The two numbers are $5+i\sqrt{15}$ and $5-i\sqrt{15}$.
Consider the two numbers $x$ and $y$ whose sum is $10$ and product is $40$. The sum of the two numbers is, $x+y=10$ The product of the numbers is, $xy=40$ Divide $x$ on both sides. \begin{align} & \frac{xy}{x}=\frac{40}{x} \\ & y=\frac{40}{x} \end{align} Substitute $y=\frac{40}{x}$ in the equation$x+y=10$. \begin{align} & x+\frac{40}{x}=10 \\ & \frac{{{x}^{2}}+40}{x}=10 \\ & {{x}^{2}}+40=10x \\ & {{x}^{2}}-10x+40=0 \end{align} Compare the equation ${{x}^{2}}-10x+40=0$ with $a{{x}^{2}}+bx+c$. \begin{align} & a=1 \\ & b=-10 \\ & c=40 \end{align} Substitute $a=1$, $b=-10$ and $c=40$ in the formula $x=\frac{-b\pm \sqrt{{{b}^{2}}-4ac}}{2a}$. \begin{align} & x=\frac{-\left( -10 \right)\pm \sqrt{{{\left( -10 \right)}^{2}}-4\left( 1 \right)\left( 40 \right)}}{2\left( 1 \right)} \\ & =\frac{10\pm \sqrt{100-160}}{2} \\ & =\frac{10\pm \sqrt{-60}}{2} \end{align} Use the property $\sqrt{-b}=i\sqrt{b}$. \begin{align} & x=\frac{10\pm i\sqrt{60}}{2} \\ & =\frac{10\pm i\sqrt{4\cdot 15}}{2} \\ & =\frac{10\pm 2i\sqrt{15}}{2} \\ & =5\pm i\sqrt{15} \end{align} So, the two numbers are $5+i\sqrt{15}$ and $5-i\sqrt{15}$. Check that the sum of the two complex numbers $5+i\sqrt{15}$ and $5-i\sqrt{15}$ is $10$. \begin{align} & \left( 5+i\sqrt{15} \right)+\left( 5-i\sqrt{15} \right)=\left( 5+5 \right)+\left( \sqrt{15}-\sqrt{15} \right)i \\ & =10+\left( 0 \right)i \\ & =10 \end{align} So, it shows that the complex numbers $5+i\sqrt{15}$ and $5-i\sqrt{15}$ satisfy the condition.
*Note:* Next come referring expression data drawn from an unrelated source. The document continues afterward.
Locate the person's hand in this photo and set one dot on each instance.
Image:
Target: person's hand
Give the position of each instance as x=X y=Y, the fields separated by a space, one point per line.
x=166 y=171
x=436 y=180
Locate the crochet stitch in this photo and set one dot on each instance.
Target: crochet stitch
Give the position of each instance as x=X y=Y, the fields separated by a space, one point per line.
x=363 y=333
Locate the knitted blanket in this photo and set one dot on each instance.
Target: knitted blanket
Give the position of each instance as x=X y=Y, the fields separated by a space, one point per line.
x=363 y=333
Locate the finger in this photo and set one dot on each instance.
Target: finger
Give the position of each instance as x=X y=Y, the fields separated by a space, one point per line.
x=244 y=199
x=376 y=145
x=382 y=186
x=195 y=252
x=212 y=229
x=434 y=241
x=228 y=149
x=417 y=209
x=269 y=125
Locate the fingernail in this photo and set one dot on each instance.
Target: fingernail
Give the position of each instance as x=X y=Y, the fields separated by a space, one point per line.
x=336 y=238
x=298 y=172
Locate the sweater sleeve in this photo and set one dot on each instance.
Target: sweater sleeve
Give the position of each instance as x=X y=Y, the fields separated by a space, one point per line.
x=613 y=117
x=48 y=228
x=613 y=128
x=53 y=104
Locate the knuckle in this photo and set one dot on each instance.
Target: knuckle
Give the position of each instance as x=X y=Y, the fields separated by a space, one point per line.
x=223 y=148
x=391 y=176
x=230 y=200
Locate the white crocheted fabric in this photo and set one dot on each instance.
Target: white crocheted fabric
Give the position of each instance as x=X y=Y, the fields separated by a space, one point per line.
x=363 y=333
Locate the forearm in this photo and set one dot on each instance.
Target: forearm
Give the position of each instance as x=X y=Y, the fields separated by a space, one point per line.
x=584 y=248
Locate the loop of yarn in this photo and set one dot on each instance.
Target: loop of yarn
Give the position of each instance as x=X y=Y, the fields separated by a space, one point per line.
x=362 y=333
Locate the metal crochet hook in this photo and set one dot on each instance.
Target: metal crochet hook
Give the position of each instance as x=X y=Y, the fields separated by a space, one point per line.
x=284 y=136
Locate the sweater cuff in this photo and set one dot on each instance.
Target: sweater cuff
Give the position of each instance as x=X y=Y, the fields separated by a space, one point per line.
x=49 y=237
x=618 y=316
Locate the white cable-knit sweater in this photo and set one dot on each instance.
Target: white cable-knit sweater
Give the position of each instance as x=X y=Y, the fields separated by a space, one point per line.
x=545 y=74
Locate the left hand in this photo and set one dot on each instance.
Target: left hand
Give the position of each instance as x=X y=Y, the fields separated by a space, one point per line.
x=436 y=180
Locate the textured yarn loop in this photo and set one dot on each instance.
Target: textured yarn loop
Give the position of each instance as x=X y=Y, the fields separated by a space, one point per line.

Check that the product of two complex numbers $5+i\sqrt{15}$ and $5-i\sqrt{15}$ is $40$. Use the FOIL method. \begin{align} & \left( 5+i\sqrt{15} \right)\left( 5-i\sqrt{15} \right)=25-5i\sqrt{15}+5i\sqrt{15}-{{\left( \sqrt{15} \right)}^{2}}{{i}^{2}} \\ & =25-15{{i}^{2}} \end{align} Replace the value ${{i}^{2}}=-1$. \begin{align} & \left( 5+i\sqrt{15} \right)\left( 5-i\sqrt{15} \right)=25-15\left( -1 \right) \\ & =25+15 \\ & =40 \end{align} So, it shows that the complex numbers $5+i\sqrt{15}$ and $5-i\sqrt{15}$ satisfy the condition. Therefore, the two numbers are $5+i\sqrt{15}$ and $5-i\sqrt{15}$.